My fridge is not working on 12v supply with engine running.I mistakenly plugged into mains supply with engine running and have blown fuse or relays which i have changed but it's not working. Fridge works fine on gas or mains supply, 
Please help.


----------



## DavidDredge (Oct 17, 2010)

Firstly you may get more response if you post in the right forum (this is for Fiat Ducato!).

If you really did connect mains to the 12v fridge input you could also have blown the heater element in the fridge. 

Otherwise it is hard to tell if 12v is working as it will take ages to cool the fridge down (it really is there to maintain temperature whilst driving).

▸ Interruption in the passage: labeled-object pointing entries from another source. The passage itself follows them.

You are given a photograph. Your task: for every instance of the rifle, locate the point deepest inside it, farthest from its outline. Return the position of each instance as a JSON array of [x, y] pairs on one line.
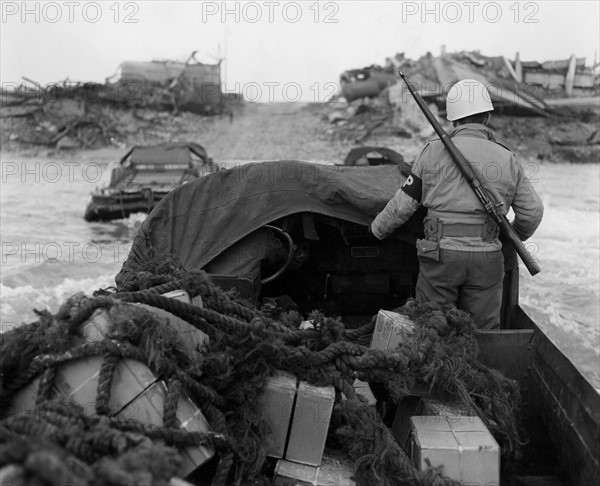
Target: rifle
[[467, 171]]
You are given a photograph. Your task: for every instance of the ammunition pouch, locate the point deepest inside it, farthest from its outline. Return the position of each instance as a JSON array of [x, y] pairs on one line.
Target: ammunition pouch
[[428, 249]]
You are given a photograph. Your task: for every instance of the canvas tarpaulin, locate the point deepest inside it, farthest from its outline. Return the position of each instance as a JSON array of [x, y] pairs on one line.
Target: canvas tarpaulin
[[199, 220]]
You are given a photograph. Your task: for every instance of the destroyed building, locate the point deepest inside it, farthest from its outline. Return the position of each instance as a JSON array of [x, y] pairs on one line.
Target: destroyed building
[[194, 87], [548, 110]]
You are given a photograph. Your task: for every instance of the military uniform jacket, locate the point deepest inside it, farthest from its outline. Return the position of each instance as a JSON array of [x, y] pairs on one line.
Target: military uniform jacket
[[437, 183]]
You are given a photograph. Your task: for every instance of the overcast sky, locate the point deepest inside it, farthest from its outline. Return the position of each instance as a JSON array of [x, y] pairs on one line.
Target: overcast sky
[[269, 42]]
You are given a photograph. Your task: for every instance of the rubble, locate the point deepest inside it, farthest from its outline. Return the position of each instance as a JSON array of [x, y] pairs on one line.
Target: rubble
[[153, 99], [557, 121]]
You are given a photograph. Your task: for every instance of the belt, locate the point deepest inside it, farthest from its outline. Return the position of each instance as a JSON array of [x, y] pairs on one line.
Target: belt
[[436, 229]]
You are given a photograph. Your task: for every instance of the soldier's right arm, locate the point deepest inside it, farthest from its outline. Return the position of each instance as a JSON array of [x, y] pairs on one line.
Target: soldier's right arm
[[527, 205]]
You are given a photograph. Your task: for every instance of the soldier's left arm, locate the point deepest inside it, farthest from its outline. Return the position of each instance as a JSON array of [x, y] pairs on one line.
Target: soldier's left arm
[[404, 203]]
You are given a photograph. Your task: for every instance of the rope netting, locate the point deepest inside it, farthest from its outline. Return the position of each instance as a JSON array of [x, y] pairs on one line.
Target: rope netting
[[58, 442]]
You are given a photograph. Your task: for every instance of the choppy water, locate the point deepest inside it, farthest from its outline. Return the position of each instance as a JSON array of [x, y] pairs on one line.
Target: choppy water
[[49, 252]]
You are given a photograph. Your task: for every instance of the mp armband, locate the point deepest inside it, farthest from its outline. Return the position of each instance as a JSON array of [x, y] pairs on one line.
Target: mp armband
[[413, 186]]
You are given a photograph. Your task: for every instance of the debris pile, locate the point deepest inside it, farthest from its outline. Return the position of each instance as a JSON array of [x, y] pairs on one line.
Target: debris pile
[[374, 103], [91, 115], [157, 99]]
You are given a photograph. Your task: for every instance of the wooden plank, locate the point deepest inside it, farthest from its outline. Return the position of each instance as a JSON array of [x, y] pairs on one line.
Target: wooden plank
[[511, 70]]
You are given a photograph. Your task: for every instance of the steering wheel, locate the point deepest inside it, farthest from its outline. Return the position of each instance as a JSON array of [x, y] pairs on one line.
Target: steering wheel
[[288, 260]]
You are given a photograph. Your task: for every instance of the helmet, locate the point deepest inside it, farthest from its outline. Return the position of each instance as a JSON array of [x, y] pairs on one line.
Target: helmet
[[467, 97]]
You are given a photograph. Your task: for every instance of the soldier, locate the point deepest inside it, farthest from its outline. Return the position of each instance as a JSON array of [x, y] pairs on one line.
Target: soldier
[[461, 260]]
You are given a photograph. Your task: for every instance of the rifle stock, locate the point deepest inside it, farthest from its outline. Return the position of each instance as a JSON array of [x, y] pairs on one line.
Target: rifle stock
[[467, 171]]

Finally some of us just keep the gas on all the time (recent poll on this site said not everyone agrees with this approach).

David


----------



## Mrplodd (Mar 4, 2008)

I wouldnt bother!!!

On 12 volt there is sod all cooling anyway, I left mine off (by mistake) for over 24 hours a while ago whilst travelling (road ferry road) 

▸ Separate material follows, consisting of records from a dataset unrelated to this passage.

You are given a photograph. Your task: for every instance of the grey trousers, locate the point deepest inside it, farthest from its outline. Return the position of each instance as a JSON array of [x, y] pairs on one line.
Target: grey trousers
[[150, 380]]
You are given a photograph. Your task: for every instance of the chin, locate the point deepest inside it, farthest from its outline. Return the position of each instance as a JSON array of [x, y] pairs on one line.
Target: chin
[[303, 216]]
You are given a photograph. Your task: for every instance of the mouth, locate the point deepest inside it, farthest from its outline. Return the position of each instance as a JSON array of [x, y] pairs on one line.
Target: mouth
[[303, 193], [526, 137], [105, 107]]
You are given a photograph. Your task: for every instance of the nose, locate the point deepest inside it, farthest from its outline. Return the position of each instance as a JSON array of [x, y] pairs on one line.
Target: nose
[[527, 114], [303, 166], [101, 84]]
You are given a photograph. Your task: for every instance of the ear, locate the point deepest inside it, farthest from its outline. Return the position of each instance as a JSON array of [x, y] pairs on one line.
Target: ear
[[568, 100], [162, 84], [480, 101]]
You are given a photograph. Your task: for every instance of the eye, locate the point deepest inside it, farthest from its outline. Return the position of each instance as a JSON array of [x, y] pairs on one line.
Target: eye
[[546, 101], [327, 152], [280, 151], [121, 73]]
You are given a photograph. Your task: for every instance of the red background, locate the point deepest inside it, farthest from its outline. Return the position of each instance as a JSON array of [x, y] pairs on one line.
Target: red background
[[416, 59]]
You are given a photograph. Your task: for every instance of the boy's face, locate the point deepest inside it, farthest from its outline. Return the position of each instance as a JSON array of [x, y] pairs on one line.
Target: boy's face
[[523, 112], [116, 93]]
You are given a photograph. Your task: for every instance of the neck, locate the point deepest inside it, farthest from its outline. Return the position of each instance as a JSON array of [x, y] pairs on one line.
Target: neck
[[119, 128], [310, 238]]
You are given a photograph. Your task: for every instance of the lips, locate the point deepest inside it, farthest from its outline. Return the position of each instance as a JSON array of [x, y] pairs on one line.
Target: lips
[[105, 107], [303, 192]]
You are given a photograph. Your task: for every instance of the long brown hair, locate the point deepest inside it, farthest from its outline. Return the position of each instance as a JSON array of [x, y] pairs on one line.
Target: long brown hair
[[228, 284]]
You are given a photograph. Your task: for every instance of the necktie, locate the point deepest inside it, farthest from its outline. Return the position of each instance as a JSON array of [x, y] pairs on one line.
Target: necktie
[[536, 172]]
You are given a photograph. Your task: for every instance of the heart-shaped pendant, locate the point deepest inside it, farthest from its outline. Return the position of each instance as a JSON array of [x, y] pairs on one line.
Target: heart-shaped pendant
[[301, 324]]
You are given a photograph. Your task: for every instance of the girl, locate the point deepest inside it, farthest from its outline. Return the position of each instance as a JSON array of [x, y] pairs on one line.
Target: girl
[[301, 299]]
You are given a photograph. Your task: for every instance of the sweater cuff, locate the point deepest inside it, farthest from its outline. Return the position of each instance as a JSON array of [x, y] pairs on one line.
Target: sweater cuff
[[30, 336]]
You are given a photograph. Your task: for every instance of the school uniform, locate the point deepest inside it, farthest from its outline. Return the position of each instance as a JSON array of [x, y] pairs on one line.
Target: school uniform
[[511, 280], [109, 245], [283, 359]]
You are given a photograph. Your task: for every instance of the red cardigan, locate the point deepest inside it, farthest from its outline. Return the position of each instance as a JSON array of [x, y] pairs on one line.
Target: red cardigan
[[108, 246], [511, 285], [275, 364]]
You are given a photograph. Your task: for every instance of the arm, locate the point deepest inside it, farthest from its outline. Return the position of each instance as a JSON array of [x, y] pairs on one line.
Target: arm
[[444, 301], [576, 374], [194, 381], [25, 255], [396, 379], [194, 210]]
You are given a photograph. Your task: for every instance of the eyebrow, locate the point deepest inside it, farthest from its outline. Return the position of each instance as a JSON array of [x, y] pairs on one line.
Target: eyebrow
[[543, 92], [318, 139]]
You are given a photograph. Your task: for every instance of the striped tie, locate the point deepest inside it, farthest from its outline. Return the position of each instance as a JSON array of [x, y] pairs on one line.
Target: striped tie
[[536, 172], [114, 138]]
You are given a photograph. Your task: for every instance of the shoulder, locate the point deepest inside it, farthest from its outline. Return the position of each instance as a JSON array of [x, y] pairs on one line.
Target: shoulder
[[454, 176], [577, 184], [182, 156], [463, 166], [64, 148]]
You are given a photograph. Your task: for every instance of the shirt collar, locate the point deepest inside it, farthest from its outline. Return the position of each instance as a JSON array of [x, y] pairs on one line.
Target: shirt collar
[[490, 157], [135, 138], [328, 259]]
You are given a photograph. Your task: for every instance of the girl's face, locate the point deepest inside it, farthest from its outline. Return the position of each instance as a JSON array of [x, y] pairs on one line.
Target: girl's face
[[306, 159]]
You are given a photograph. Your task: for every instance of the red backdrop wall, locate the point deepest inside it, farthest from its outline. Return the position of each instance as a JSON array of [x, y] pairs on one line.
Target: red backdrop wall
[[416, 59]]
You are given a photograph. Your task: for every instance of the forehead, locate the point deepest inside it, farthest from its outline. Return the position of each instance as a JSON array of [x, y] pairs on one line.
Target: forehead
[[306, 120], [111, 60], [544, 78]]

Everything was still cold and the stuff in the ice box was still frozen. I sometimes wonder why the likes of Dometic etc bother with 12 volt operation :roll: :roll:


----------



## clive1821 (Mar 27, 2010)

as a first punt..... if you had the 12 volts on with the engine running it would not matter if you conected up your hook up as you would have to switch the control on your fridge to mains or if its an automatic unit it would just select the correct supply.... i would just check the +D volts going to the fridge if thats ok check the element would be the first course of action.... as already mentioned the 12volt portion of the fridge is just for maintaining the fridge tempreture......


----------



## Davethepenguin (Oct 21, 2010)

On my Chausson, for the fridge to operate on 12v it must receive a signal to tell it the engine is running. This is so the fridge will not flatten the battery when the engine is switched off. This signal is sent down a circuit which contains a separate 5 amp fuse for protection.

On my m/h the fuse is in a different box to the main fuse panel but is shown on the wiring diagram.

Twice I've had to replace this fuse before a holiday. I've replaced the 5 amp with a 7.5 amp fuse & everything's been OK since then. Worth a look?

Regards

Andy


----------



## pgraham (Apr 17, 2012)

*Thankyou*

Thanks all of you for your advice. I am going on Holiday so I will let you know when I get back.
Thanks
P Graham


----------